A balanced anesthetic was administered for study patients who underwent spinal surgery, which included a volatile anesthetic agent and intravenous agents such as propofol and fentanyl. Preoperatively, a femoral nerve block was placed for patients undergoing knee arthroplasty, and a lumber plexus block was placed for patients undergoing hip arthroplasty. Ropivacaine was used for both blocks. In addition to the blocks, the patients undergoing arthroplasty typically received either spinal anesthesia or general anesthesia. Postoperatively, all of the patients who had undergone spine surgery received on-demand patient-controlled analgesia with intravenous hydromorphone. For patients who underwent arthroplasty, postoperative analgesia was administered via the femoral nerve block or the lumbar plexus block for the first 2 postoperative days. In the case of additional analgesia for patients with incomplete analgesia from regional analgesia (less than 10% of cases), typically intravenous hydromorphone was administered via patient-controlled analgesia, and oral hydrocodone/acetaminophen, oxycodone/acetaminophen, or oxycodone was administered on demand by nurse administration.
Gabapentin Dosing Regimen
We administered either gabapentin 900 mg (or placebo) orally 1 to 2 h before surgery and anesthesia. This dose continued postoperatively for the first 3 days (300 mg three times per day). We adjusted the dose of gabapentin based on patient preoperative and postoperative renal function, as described previously.4 The rationale for choosing a clinical dose of 900 mg was based on a previous study, which demonstrated that this dose was well tolerated by older patients with herpes zoster and was effective in reducing the median pain level from baseline by more than 50%.5 Larger doses used in previous studies targeted primarily relatively healthy and younger surgical patients.6–15
Measurement of Cognitive Status
Trained research assistants who were blinded to the study drug assignment conducted cognitive tests preoperatively to determine the presence of delirium and to determine baseline cognitive function. The cognitive testing occurred in the preoperative clinic or ward and was repeated again daily for 3 days after surgery. Preoperative cognitive status was measured by the Telephone Interview for Cognitive Status (TICS) test,16 which was adapted from the Mini-Mental State Examination for use either in person or over the telephone. To minimize patient test burden, we used the nine-item word list test in lieu of the word naming in the TICS test during the preoperative testing.1 (The following cognitive tests were administered: the Word List Learning, the Digit Symbol Test, and the Controlled Verbal Fluency Test. Results are not included in this article.)

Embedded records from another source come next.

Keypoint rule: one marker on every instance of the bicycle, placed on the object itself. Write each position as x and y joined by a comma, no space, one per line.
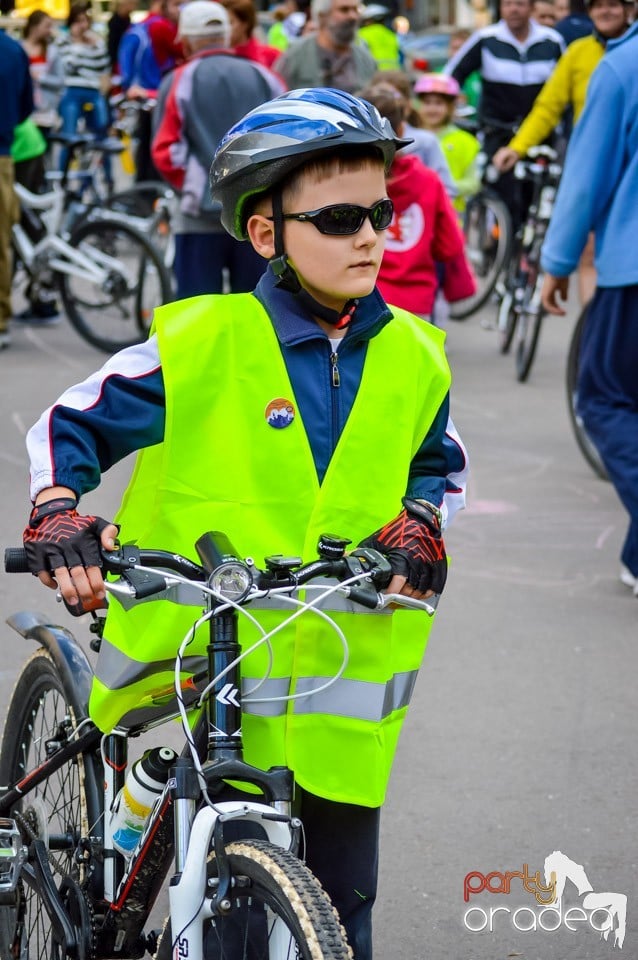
585,445
520,312
109,275
67,891
148,206
487,226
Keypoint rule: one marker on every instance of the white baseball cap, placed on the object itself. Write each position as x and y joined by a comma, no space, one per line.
203,18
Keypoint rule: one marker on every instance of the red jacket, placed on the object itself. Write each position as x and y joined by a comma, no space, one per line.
424,231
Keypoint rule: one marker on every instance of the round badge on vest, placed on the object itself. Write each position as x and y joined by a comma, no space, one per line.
279,413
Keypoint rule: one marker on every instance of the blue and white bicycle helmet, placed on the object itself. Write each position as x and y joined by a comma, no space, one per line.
281,135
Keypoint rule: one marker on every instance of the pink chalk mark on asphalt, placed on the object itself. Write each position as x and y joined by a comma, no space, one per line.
492,507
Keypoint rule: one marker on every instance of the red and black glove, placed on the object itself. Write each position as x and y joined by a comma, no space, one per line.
58,536
413,544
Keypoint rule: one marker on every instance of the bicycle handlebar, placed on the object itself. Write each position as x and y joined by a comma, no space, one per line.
141,577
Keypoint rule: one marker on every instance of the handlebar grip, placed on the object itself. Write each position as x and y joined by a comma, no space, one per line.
15,560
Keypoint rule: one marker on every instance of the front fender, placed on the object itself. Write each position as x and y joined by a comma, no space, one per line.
70,660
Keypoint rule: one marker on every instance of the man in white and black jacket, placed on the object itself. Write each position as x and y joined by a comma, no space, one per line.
514,58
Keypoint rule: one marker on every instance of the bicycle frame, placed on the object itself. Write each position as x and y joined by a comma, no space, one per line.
180,826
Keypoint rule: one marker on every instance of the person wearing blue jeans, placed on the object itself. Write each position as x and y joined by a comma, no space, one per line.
73,106
598,193
200,260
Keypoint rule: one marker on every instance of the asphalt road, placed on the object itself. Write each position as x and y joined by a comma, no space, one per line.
521,737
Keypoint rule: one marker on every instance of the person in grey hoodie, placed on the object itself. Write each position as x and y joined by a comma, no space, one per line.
198,102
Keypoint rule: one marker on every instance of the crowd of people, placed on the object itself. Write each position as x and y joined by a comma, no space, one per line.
328,203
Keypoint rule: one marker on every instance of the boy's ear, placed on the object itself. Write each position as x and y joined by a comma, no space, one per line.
261,233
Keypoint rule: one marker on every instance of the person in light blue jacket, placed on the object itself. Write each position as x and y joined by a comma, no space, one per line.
599,193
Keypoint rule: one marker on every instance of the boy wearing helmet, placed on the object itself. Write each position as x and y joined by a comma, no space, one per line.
366,448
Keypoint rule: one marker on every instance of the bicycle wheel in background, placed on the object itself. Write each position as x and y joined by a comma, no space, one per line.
150,203
488,239
117,312
528,327
507,307
585,445
279,911
62,810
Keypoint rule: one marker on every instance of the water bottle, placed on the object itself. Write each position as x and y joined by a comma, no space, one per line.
144,783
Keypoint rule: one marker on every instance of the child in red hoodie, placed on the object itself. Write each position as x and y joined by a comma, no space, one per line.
424,229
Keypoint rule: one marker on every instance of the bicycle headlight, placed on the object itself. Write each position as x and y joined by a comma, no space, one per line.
231,580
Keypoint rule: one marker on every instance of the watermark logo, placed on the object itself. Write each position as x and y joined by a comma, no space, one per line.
604,912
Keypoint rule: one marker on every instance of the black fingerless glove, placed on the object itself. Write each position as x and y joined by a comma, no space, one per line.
413,544
58,536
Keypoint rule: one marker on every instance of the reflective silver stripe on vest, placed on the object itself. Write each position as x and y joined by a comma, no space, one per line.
117,670
254,690
355,699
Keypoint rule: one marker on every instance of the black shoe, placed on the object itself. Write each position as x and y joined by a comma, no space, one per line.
40,314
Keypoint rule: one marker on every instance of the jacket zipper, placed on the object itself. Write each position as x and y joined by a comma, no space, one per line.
336,383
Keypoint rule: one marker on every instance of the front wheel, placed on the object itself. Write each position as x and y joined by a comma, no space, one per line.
60,812
585,445
117,311
278,911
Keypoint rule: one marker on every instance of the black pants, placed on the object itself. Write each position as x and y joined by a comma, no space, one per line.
516,194
342,850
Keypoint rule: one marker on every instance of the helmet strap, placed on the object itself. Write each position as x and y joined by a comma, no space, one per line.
288,280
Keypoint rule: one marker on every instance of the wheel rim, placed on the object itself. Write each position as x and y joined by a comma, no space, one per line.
55,812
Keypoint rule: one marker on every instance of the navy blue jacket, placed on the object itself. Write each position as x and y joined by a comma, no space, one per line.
121,408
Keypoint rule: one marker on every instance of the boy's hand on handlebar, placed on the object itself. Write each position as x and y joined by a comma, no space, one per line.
63,549
413,544
505,159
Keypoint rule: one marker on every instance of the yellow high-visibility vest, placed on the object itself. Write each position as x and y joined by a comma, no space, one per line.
224,466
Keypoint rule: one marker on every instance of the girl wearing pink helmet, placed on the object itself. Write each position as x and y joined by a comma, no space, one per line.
437,95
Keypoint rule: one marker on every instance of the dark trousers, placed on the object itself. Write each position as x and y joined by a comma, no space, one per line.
608,396
200,259
341,850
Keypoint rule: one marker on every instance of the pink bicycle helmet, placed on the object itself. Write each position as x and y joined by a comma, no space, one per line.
437,83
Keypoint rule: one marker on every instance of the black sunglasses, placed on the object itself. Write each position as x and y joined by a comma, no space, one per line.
345,219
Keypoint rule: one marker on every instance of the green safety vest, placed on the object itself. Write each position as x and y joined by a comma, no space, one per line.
223,466
383,45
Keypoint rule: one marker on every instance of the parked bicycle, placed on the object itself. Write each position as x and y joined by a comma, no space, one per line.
585,445
109,275
148,205
65,890
520,312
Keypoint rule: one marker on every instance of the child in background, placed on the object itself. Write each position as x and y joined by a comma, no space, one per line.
437,94
424,230
303,178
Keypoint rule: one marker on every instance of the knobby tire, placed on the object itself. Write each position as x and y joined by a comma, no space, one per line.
585,445
60,811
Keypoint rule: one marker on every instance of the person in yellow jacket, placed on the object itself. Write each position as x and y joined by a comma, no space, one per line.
567,87
271,416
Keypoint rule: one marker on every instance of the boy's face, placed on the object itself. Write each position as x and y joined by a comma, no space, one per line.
332,269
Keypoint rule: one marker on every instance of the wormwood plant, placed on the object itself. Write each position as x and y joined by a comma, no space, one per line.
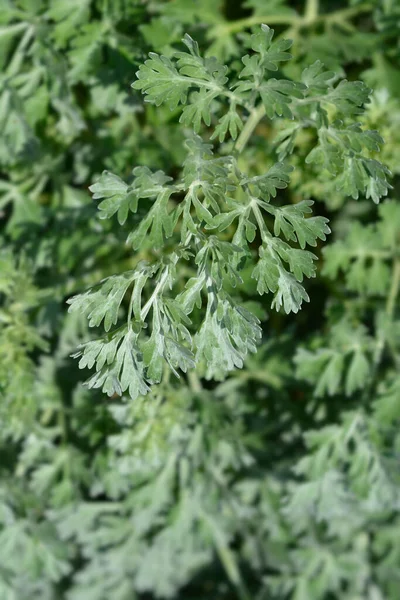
186,217
246,442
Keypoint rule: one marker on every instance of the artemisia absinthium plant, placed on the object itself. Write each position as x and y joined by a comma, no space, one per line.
218,216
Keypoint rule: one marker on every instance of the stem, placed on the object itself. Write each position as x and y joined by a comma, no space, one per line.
311,10
390,306
255,117
150,301
311,16
194,382
394,289
236,26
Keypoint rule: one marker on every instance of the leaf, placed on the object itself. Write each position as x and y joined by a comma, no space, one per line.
271,53
103,301
119,364
118,197
294,226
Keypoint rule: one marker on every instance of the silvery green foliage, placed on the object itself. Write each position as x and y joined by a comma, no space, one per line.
277,480
186,216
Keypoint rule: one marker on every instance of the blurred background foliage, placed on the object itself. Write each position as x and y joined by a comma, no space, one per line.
282,481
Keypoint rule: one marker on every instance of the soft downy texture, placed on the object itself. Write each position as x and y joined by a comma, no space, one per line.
226,234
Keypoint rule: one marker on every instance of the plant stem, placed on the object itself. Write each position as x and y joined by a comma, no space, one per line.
240,24
394,289
154,295
255,117
311,10
310,16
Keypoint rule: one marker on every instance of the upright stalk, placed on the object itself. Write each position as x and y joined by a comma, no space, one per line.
255,117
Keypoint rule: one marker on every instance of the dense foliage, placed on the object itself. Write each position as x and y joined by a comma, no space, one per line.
212,187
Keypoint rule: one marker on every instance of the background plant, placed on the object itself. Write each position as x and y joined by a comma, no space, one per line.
278,479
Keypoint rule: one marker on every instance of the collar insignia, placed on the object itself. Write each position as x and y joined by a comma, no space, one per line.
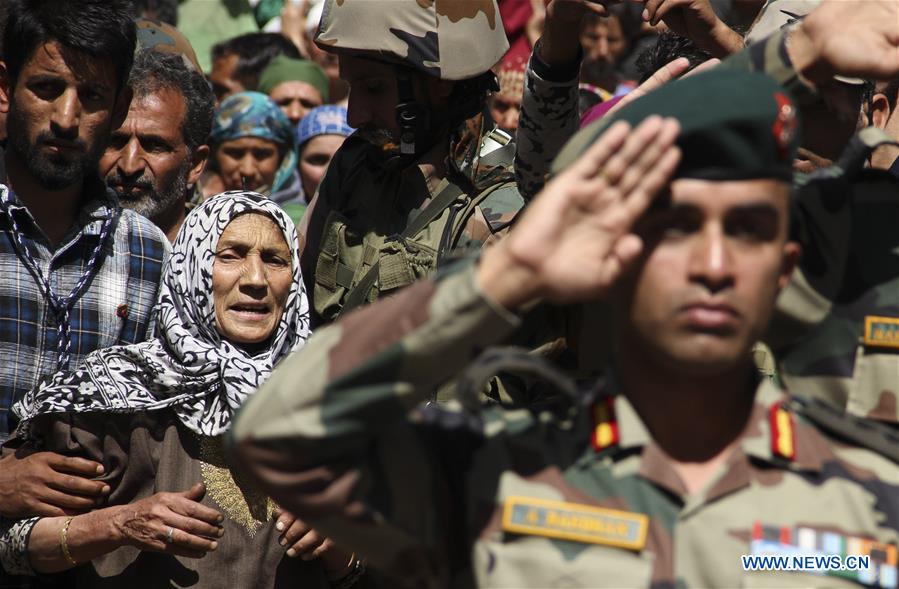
881,332
605,425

The primary outcome was postoperative delirium as measured by the Confusion Assessment Method (CAM). Secondary outcomes included postoperative pain, opioid use, and the length of hospital stay.
Measurement of the Primary Outcome: Postoperative Delirium
For the occurrence of delirium, we used the CAM rating scale,17 which was developed as a screening instrument based on operationalization of Diagnostic and Statistical Manual of Mental Disorders, Third Edition, Text Revision, criteria for use by nonpsychiatric clinicians in high-risk settings. CAM has a sensitivity of 94% to 100%, a specificity of 90% to 95%, a high interobserver reliability,17 and a convergent agreement with four other cognitive status tests. Identifying delirium requires the presence of acute onset and fluctuating course, inattention, and either disorganized thinking and/or altered level of consciousness as measured by the CAM rating scale. Training of the research assistants in the use of the CAM was described in our previous publication.17
At approximately 24 h after surgery, the patient was rated on the Richmond Agitation and Sedation Scale (RASS).18 If a patient was too sedated to be interviewed (RASS score of –4 or –5), delirium status would be considered unevaluable. The severity of delirium was measured using the Memorial Delirium Assessment Scale (MDAS),19 an instrument that contains 10 items using information from the Mini-Mental State Examination and structured interview to rate delirium severity.
Measurement of Secondary Outcomes
During each assessment of cognitive status and delirium, patients rated their pain using the 11-point verbal version of the visual analog scale (0 = no pain and 10 = the worst pain imaginable). Postoperative intravenous opioid use was measured for the first 3 postoperative days. We converted all opioids to morphine equivalents as follows: hydromorphone and fentanyl doses were converted to morphine equivalents using the conversion formula: 1.5 mg hydromorphone = 10.0 mg morphine equivalents, 0.1 mg fentanyl = 10 mg morphine equivalents.20–22 Detailed conversion for all opioids are shown in appendix 3. Postoperative length of stay was measured and compared between interventional and control groups.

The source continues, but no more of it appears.